Monday, April 18, 2016

UPDATE

Two months ago, I made this statement about an old blog of mine that I cannot delete:

...So even though I wanted to delete it, I couldn't. But it's a common story. There are lots of abandoned blogs floating around. Boo hoo. Yes, boo hoo, indeed, because mine has hurt the person I care about most. When Tyler found that blog, I came to realize why I abandoned it and attempted to ignore it. It's written proof of things I regret doing and feeling. Even though I have tried and tried and tried and tried and tried to delete it, I can't. If I could, I would blow up the whole damn internet to get rid of this thing. But I can't do that either. I lack the technology and know how. But believe you me, I would in a heartbeat.

Yesterday I was presented with a similar opportunity in which I didn't lack the ability or know how. I failed. So I'm a fucking hypocritical asshole.
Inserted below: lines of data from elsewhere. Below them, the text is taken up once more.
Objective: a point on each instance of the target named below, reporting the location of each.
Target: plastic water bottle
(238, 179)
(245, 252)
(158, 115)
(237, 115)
Here's the short version because I do not want to crowd this blog with my past shit. Once upon a time, I liked this guy. We'll call him Delusion #2. Delusion #2 liked Star Wars. I liked Star Wars. This was something we could bond over. It was important for him to know how much I liked Star Wars. So what did I do? I bought posters for Episodes IV through VI. I hung them on my dorm room walls. This did not matter to Delusion #2.

Years later, when Delusion #2 was physically out of my life, I still continued to hang those posters on my walls because I had come to really love Star Wars. And that dark twisted masochist subconscious part of me wanted a reminder of him. I was only paying attention to my conscious-conscious; I still like Star Wars. I'm not going to let my bullshit with Delusion #2 ruin a trilogy of great movies. Fuck that situation. I'm putting up the posters.

Once Tyler learned that there was a connection he was not happy. But I didn't get it. They were just posters for very popular movies. So what? I didn't believe what he was saying; that they were symbols of my past damaging feelings. But I took them down. If it was him or the posters, the choice was obvious. I gave him the posters to do what he wanted with them. I wrote him a letter saying as much. And I said something along the lines of "maybe you'll give them back to me one day." It wasn't so much the posters I cared about, but did that mean I could never watch Star Wars again? I wanted to watch Star Wars again. I wanted him to be okay with that and realize that I could separate past associations with pure entertainment.

Tyler kept the posters. I forgot about the whole thing because that's what I do with a lot of unpleasantness. Then yesterday, I came home to find all three up on the walls. My first reaction was "What the hell?" A bad "What the hell?" I felt a sickening stab of doom. But then that over optimistic, delusional part of me thought: "Hooray! He doesn't care anymore! We can watch Star Wars again! Yay! He finally believes you! He finally understands that they're just movies!"

Wrong. I should have torn them down immediately. What I have been ignoring this whole time is that they are symbols of my past feelings. Just like my blog is a literal online platform of my past feelings. I can't destroy the blog, but I could have taken down the posters. I just didn't see them as equal. But I should have. It goes without saying that I am thickheaded about all of this. I had an opportunity to "blow up the internet" but I missed it. And made it worse by being actually happy that the posters were up because I thought that might mean I could enjoy Star Wars again.

Wrong, wrong, wrong.

I thought of me, myself, and I yesterday when I should have realized how fucking out of character it was for Tyler to put those posters up and it was an obvious sign to take action. My mind was fogged. It had been a bad day, following a bad night which turns my mind to slurry. When I am under duress, I get selfish. I look for ways to feel happy again. I should have realized the opportunity in front of me, that I could make Tyler happy and heal him a little, but instead I made us both miserable and hurt him.

So, like I said. I am hypocritical asshole.

All I can do is try harder the next day and the next and the next until I get it right.

I'm sorry, Tyler.

1 comment:

  1. I have no problem with the Star Wars movies which is why I watched episode IV with you before you made a rule about not watching movies you've seen before and why I then took you to the new Star Wars movie (which was great, btw). I have a problem with those particular posters though and your inability to seperate the Star Wars movies and the meaning of those particular pieces of crap posters. If you want to show that you're a Star Wars fangirl, get some new fucking posters!